Fiction

Your attention drifts

A short story about the ephemeral nature of focus.

A shaft of light tracks along your desk and the reflection of it hitting the half-full glass of water that sits by your right hand stings your eyes. You blink away the sudden pain, the light startles you out of your stupor.

That’s right.

You were meant to be working.

Last night you sat down at about eleven, and now it’s, you look at the clock on your computer, 5:46am.

Time flies, regardless of fun.

With a sigh you review the work you got done last night. The word document is still open, and you scan the first page.

The only page.

Ah, not a productive night. But what did you do instead?

You sat down with a cup of tea, comfy socks on your feet, a blanket over your legs. The tea was steaming, you can almost still see the trails of steam rising from it like mist above the pale, brown surface.

There was every intention working. You even flexed your fingers before you opened the word doc, and yet in front of you sits only a page worth of work. And you’re being generous by thinking of it as a page, it’s realistically three quarters, bordering on a half.

What happened to your good intentions? Did you hold on to them too tightly? Were they crushed by the weight of expectation that you put on them, that you put on yourself?

Where did your night go?

Your eyelids close with the finality of a casket lid. You’ve been up all night, you’re exhausted. Your tea, not the first cup, nor the second, nor the third- how many cups was it? Five? The cup is empty, and you don’t feel like another one. But you didn’t fee like your second, or the third, or the fifth. It was something to do that didn’t involve a staring screen and a blinking cursor.

It’s dark now. Your eyes are shut, and you can almost feel the sleep dry around the rim of your eyelids. It will be harder to open them, but you know that.

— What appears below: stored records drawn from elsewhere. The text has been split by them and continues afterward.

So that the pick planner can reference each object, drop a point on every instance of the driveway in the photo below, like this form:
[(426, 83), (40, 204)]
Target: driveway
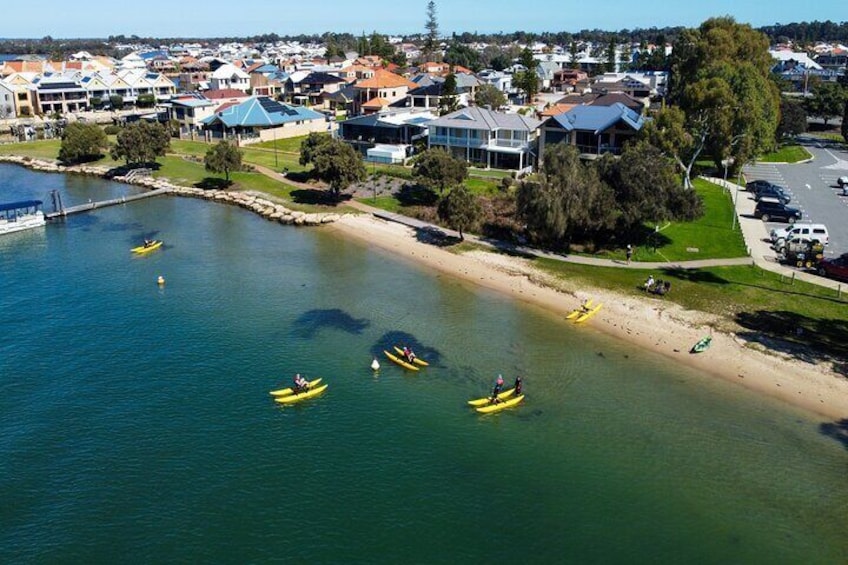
[(813, 189)]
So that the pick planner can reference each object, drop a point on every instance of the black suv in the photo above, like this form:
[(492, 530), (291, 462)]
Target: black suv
[(772, 191), (756, 185), (769, 210)]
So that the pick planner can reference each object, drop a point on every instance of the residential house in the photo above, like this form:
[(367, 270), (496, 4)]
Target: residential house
[(229, 76), (594, 130), (487, 137), (7, 101), (315, 86), (380, 91), (23, 85), (260, 118), (60, 93), (189, 112), (399, 127)]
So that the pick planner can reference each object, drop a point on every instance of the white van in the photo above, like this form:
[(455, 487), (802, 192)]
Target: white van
[(810, 232)]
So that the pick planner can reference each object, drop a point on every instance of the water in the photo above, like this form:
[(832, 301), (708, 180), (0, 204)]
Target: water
[(136, 426)]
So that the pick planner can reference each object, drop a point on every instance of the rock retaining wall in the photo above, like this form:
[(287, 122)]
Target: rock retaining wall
[(265, 208)]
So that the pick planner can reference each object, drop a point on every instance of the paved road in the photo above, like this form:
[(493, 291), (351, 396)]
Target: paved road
[(813, 188)]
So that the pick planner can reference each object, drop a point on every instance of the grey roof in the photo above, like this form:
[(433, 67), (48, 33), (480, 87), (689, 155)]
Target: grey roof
[(475, 117), (596, 118)]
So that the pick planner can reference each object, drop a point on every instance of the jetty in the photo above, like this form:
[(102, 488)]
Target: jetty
[(60, 211)]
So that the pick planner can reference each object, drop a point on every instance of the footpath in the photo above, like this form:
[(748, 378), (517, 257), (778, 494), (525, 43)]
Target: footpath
[(753, 231)]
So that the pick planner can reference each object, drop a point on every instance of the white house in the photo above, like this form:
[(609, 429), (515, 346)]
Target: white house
[(229, 76)]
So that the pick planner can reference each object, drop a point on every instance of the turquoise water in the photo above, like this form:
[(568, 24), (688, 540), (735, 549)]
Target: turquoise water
[(136, 425)]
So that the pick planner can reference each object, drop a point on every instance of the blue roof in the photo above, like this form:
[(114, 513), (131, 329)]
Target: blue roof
[(19, 205), (261, 111), (598, 118)]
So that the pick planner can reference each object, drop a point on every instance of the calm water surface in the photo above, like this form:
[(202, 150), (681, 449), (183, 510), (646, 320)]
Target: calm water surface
[(136, 426)]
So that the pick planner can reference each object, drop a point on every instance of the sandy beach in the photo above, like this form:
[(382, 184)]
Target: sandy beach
[(655, 325)]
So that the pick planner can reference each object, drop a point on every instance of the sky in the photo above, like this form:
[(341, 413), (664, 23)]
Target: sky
[(217, 18)]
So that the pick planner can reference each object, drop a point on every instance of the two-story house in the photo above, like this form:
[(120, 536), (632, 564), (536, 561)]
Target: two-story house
[(487, 137), (594, 130), (229, 76), (380, 91)]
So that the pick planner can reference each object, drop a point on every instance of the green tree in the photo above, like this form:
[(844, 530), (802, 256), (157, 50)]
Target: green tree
[(489, 95), (527, 80), (82, 142), (566, 199), (845, 122), (460, 209), (827, 102), (431, 40), (339, 165), (793, 118), (610, 54), (737, 56), (448, 101), (310, 145), (573, 56), (437, 170), (141, 142), (223, 158), (646, 188)]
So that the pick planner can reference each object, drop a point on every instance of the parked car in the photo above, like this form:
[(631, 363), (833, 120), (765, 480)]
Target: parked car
[(780, 236), (769, 209), (773, 191), (756, 185), (836, 268)]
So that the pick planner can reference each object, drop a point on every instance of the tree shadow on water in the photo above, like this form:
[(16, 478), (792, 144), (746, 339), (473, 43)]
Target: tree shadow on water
[(837, 430), (389, 339), (314, 196), (213, 183), (811, 340), (416, 195), (311, 322)]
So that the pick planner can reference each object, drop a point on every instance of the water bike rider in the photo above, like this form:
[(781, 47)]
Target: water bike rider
[(497, 390)]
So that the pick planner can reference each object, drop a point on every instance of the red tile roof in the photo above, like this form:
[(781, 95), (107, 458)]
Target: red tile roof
[(385, 79)]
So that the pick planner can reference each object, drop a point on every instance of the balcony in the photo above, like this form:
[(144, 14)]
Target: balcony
[(454, 141)]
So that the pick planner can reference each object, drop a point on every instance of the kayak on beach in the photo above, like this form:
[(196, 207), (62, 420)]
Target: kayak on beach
[(484, 401), (416, 360), (288, 391), (497, 407), (400, 361), (292, 398), (142, 249), (588, 314), (582, 310), (702, 345)]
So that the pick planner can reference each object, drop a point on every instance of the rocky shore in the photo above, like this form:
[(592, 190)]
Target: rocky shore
[(267, 209)]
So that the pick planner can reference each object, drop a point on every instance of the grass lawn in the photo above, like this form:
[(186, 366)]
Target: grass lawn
[(786, 154), (45, 149), (288, 145), (711, 234), (489, 173), (745, 296)]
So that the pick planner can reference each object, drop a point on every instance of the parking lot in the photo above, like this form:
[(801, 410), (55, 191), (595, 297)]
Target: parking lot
[(813, 189)]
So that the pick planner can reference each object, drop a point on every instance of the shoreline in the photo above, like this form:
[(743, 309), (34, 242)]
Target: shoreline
[(657, 326), (660, 327)]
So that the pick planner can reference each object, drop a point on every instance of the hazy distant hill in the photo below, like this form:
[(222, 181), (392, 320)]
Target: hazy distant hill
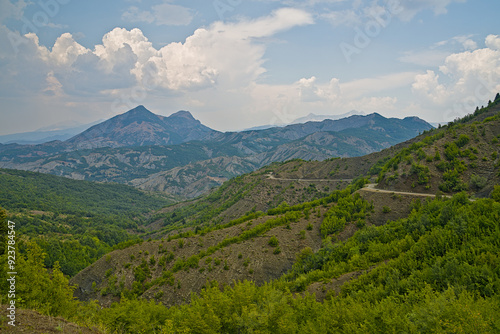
[(45, 135), (140, 127), (319, 118), (181, 156)]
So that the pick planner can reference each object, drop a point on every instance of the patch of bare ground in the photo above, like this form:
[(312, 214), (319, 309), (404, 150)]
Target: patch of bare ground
[(388, 206), (332, 288), (32, 322), (253, 259)]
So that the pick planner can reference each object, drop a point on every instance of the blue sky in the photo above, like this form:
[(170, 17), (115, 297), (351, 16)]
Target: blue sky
[(241, 63)]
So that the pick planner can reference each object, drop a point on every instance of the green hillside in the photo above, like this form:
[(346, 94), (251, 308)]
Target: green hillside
[(75, 222)]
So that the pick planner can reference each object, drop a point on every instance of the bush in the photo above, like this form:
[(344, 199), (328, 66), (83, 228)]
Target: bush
[(273, 242), (477, 182), (462, 140)]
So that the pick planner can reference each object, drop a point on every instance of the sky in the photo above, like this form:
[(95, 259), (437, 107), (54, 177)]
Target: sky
[(235, 64)]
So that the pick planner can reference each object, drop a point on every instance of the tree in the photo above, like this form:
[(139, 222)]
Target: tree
[(3, 230)]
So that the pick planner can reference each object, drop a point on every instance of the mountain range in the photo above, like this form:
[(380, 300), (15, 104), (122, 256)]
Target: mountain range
[(405, 238), (167, 154)]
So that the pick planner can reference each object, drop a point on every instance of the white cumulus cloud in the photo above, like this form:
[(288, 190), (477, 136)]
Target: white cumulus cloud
[(465, 80)]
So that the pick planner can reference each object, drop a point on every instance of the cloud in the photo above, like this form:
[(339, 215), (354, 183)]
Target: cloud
[(437, 53), (368, 10), (134, 14), (167, 14), (162, 14), (227, 56), (493, 42), (11, 10), (465, 80)]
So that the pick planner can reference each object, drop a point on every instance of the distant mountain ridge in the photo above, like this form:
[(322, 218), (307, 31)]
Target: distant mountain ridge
[(319, 118), (141, 127), (45, 135), (182, 157)]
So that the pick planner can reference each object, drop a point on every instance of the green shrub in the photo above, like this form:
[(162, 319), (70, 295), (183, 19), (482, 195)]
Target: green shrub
[(273, 242)]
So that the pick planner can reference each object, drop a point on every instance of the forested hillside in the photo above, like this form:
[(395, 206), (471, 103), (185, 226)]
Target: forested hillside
[(75, 222)]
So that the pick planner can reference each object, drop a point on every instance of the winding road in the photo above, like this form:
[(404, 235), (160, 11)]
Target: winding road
[(368, 187), (270, 176)]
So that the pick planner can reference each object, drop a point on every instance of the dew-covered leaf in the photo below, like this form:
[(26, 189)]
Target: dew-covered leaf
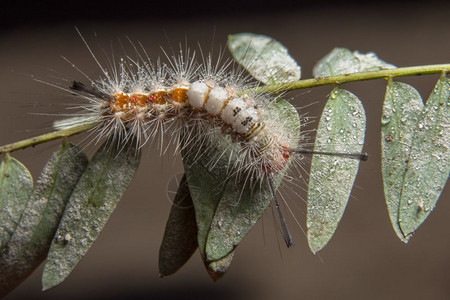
[(180, 237), (341, 130), (93, 200), (216, 269), (16, 185), (241, 206), (401, 110), (226, 208), (342, 61), (31, 240), (264, 58), (428, 165)]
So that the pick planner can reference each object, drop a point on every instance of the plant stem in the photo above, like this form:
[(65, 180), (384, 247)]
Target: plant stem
[(46, 138), (301, 84), (339, 79)]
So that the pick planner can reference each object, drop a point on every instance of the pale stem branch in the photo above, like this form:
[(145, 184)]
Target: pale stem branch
[(290, 86)]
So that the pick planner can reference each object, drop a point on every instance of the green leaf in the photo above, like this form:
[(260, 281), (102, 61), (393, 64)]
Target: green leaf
[(428, 165), (180, 237), (401, 109), (16, 185), (226, 207), (93, 200), (341, 130), (264, 58), (343, 61), (31, 240)]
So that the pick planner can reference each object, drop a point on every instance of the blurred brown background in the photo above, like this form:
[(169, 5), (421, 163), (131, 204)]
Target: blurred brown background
[(364, 260)]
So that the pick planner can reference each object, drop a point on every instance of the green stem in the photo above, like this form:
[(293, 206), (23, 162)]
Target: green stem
[(46, 138), (339, 79), (301, 84)]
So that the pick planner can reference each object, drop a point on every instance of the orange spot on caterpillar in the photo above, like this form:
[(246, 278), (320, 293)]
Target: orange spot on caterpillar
[(179, 95)]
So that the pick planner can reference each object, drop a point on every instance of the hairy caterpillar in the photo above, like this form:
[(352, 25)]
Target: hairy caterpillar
[(198, 104)]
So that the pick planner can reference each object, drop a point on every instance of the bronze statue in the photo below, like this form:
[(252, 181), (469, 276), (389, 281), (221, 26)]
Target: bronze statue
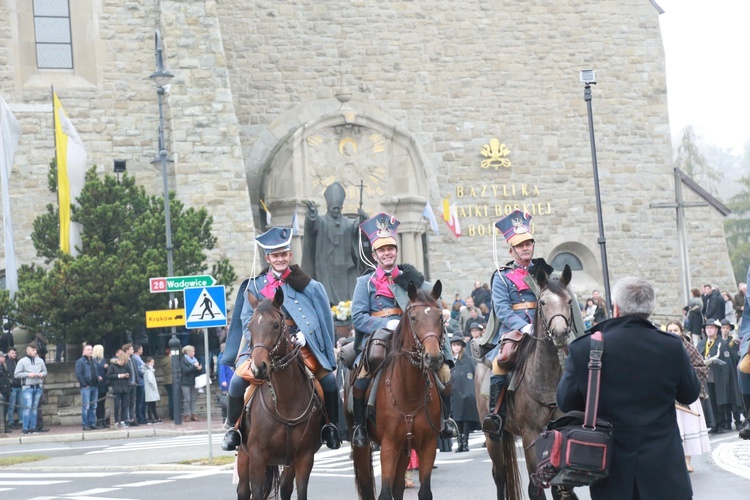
[(330, 248)]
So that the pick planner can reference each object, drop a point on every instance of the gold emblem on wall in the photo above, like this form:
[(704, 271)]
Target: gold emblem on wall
[(496, 155)]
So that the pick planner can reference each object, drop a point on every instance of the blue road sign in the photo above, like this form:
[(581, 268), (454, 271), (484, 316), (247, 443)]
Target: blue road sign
[(206, 307)]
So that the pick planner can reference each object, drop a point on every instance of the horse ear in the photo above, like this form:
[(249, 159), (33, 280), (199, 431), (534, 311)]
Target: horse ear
[(278, 298), (412, 290), (252, 300), (542, 279), (566, 276), (437, 290)]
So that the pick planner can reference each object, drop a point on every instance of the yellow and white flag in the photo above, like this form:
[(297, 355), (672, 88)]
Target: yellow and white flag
[(10, 132), (71, 175)]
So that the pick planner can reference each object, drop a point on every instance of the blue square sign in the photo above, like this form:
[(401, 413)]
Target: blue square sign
[(206, 307)]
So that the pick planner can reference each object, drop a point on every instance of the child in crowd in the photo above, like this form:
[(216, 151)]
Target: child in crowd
[(152, 391)]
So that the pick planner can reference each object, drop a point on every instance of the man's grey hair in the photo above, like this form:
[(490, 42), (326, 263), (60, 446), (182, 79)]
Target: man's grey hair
[(634, 296)]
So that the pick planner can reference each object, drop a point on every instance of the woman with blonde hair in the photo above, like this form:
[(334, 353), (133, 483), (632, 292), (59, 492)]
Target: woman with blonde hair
[(101, 371), (690, 420)]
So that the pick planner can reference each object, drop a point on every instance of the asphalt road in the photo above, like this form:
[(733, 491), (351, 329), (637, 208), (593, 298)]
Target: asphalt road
[(147, 469)]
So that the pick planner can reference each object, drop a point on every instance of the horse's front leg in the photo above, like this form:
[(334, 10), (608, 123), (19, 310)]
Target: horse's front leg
[(426, 461), (304, 467), (286, 482), (388, 462), (243, 472)]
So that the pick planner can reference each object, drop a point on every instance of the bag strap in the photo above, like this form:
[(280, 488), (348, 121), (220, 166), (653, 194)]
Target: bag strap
[(595, 373)]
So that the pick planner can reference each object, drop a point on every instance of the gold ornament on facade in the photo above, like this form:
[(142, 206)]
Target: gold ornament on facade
[(496, 154)]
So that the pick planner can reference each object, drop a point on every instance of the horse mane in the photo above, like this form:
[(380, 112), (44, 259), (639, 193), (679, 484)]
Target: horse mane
[(394, 347)]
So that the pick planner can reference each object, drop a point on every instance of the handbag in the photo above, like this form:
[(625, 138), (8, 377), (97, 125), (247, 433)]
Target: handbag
[(576, 449)]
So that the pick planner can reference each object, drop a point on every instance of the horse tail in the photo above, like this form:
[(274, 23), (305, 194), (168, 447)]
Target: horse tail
[(363, 473), (512, 474), (271, 486)]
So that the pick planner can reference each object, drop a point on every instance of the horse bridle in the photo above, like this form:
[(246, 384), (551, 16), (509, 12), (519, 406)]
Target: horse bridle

It would be easy to lean back and put your head against the blanket you keep over the back of the chair to make it more comfortable. A simple thing to do.

An easy thing to do.

You won’t have to think. You can ignore the leeches gnawing at your stomach, the ones that carve their way through your insides, the ones called Work and Study and Food and Bills and Life.

That last one is the biggest; the hungriest. It is never sated, no matter how much you feed it with your productivity. It consumes it all and still craves for more.

But not when you’re asleep.

Oh the leeches might still squirm as you drift through dreams but you don’t feel them. It’s a respite that you cannot find anywhere else.

And yet, you avoided sleep last night. Instead, you…you still don’t know what you did. Not really. You stared at your screen, drank tea. Maybe you read the news or watched some videos – not ones related to work, by the way, ones that caused your attention to drift like an unmoored ship on the waves.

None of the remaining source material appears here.